In the above reaction, product B is

1. Analysis of the Starting Material

The starting reactant is 4-(hydroxymethyl)phenol. It features a benzene ring with two distinct hydroxyl (-OH) environments:

• Phenolic -OH group: Attached directly to the aromatic ring. Due to resonance, the carbon-oxygen bond has partial double-bond character, making it highly stable and resistant to substitution.
• Aliphatic -OH group: Part of the substituent at the top, written as -CH₂OH. This benzylic alcohol is highly reactive toward nucleophilic substitution.

2. Formation of Product A

When treated with HCl and heat (Δ):

• The acid protonates the aliphatic alcohol, converting the -CH₂OH group into a good leaving group (water).
• The chloride ion (Cl⁻) acts as a nucleophile and replaces the water molecule at the benzylic position.
• The phenolic -OH group remains completely unaffected.

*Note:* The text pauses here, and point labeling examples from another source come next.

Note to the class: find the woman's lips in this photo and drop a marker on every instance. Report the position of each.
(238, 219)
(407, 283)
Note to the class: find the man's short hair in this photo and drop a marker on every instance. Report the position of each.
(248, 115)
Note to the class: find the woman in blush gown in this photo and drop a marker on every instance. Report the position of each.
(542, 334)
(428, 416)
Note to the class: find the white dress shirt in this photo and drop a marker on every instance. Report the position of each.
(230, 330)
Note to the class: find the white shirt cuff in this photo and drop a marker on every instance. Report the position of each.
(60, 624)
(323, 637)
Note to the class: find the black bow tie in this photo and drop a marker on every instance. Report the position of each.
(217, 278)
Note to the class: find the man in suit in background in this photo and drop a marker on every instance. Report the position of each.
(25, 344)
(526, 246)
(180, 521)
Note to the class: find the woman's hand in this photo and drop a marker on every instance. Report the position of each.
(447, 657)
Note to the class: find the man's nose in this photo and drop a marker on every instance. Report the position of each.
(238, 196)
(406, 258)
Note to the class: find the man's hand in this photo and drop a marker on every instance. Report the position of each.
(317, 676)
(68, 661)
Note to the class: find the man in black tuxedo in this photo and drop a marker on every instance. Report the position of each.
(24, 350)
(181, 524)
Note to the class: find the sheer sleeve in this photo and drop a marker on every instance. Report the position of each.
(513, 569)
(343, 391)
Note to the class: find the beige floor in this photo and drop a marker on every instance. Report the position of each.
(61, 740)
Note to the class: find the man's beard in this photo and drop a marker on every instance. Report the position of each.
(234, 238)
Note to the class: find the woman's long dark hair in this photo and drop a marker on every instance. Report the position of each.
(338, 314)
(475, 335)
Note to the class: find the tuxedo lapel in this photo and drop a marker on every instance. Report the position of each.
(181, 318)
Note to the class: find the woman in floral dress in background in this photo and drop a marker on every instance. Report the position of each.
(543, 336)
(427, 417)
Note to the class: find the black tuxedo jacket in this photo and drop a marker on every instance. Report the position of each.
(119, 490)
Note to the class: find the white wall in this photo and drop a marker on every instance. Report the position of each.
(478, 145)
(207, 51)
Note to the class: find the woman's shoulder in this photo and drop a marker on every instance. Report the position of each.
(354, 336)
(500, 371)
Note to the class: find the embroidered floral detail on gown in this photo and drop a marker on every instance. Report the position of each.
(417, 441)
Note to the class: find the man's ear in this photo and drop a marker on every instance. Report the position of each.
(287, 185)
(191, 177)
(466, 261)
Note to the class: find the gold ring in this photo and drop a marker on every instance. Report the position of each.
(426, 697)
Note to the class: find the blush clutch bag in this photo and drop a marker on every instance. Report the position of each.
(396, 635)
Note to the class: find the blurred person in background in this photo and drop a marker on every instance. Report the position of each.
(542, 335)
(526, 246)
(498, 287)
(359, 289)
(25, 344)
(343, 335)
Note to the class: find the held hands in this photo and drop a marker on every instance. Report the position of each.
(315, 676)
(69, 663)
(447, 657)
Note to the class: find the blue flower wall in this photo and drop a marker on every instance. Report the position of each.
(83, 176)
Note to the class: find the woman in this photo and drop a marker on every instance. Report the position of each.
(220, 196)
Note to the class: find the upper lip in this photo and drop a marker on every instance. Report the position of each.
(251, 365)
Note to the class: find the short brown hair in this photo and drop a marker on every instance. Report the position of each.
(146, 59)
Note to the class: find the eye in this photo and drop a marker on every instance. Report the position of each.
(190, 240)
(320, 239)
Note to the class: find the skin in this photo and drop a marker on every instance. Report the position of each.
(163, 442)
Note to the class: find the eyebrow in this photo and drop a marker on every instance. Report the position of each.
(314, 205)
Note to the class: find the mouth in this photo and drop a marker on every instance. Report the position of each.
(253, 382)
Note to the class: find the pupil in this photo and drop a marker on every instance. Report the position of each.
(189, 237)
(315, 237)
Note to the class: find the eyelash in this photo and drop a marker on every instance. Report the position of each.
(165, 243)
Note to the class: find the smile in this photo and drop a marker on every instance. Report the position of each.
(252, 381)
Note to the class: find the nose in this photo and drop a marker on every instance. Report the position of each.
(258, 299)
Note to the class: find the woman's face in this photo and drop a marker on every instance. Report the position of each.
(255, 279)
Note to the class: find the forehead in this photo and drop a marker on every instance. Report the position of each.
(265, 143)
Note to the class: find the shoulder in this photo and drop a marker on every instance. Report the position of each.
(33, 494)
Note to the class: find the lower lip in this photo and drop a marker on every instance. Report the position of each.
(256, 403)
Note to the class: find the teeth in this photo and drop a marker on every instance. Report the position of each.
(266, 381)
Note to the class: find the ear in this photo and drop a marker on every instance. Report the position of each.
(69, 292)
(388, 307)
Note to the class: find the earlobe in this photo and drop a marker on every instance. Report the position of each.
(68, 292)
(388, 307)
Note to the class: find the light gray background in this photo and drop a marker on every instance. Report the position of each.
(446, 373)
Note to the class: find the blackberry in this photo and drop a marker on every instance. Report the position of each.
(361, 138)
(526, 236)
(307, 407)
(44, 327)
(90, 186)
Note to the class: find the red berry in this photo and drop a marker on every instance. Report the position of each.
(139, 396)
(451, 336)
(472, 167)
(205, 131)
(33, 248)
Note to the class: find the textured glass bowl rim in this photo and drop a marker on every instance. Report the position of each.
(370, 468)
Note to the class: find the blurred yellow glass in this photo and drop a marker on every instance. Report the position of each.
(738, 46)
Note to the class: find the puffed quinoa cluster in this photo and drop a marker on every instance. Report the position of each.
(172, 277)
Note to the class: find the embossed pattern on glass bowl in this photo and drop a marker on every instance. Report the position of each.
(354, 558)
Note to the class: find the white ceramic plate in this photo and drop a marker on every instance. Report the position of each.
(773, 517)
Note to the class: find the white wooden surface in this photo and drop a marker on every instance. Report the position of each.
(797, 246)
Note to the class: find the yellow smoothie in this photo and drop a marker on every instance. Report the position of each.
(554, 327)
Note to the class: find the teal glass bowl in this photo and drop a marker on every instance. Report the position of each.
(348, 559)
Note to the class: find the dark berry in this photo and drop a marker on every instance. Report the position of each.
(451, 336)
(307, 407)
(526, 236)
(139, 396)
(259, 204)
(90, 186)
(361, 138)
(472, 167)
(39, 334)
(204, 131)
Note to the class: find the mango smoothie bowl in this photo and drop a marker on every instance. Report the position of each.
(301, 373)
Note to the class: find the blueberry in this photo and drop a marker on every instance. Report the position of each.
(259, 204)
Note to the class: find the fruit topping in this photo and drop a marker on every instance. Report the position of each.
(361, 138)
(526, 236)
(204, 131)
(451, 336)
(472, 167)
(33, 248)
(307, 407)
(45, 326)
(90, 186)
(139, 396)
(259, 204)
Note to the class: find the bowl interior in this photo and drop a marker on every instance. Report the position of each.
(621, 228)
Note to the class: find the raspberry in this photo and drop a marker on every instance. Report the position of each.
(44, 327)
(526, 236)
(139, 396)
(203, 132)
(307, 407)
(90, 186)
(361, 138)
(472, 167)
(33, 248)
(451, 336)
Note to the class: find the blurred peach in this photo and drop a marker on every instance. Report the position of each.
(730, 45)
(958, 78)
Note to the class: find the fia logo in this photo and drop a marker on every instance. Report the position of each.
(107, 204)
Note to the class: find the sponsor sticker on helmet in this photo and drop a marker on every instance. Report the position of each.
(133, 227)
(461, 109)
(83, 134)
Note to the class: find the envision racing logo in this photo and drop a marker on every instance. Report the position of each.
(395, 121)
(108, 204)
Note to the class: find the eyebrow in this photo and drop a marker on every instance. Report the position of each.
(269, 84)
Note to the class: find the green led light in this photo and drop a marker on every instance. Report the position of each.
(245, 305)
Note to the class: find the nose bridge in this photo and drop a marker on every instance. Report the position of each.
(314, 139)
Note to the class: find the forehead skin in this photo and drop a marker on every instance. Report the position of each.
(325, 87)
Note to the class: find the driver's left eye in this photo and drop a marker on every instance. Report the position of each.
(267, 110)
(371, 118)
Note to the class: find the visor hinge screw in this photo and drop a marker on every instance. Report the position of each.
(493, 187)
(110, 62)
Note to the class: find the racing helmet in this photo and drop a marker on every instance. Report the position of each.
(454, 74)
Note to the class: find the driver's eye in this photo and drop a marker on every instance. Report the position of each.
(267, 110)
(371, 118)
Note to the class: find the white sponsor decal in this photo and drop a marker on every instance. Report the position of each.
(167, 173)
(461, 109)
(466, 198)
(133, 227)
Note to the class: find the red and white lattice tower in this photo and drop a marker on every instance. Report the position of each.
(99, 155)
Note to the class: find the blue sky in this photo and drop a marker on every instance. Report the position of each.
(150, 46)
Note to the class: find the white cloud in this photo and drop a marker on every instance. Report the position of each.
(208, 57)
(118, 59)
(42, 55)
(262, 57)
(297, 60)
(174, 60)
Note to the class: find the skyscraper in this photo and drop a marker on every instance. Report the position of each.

Therefore, Product A is 4-(chloromethyl)phenol, where the top substituent is now a -CH₂Cl group.

3. Formation of Product B (Finkelstein Reaction)

When Product A reacts with NaI (Sodium Iodide):

• This reaction proceeds via an S_N2 nucleophilic substitution mechanism, commonly known as the Finkelstein reaction.
• The iodide ion (I⁻) replaces the chloride ion (Cl⁻) at the benzylic position because sodium chloride (NaCl) precipitates out in the reaction solvent (typically acetone), driving the equilibrium forward.

Consequently, the -CH₂Cl group is converted directly into a -CH₂I group.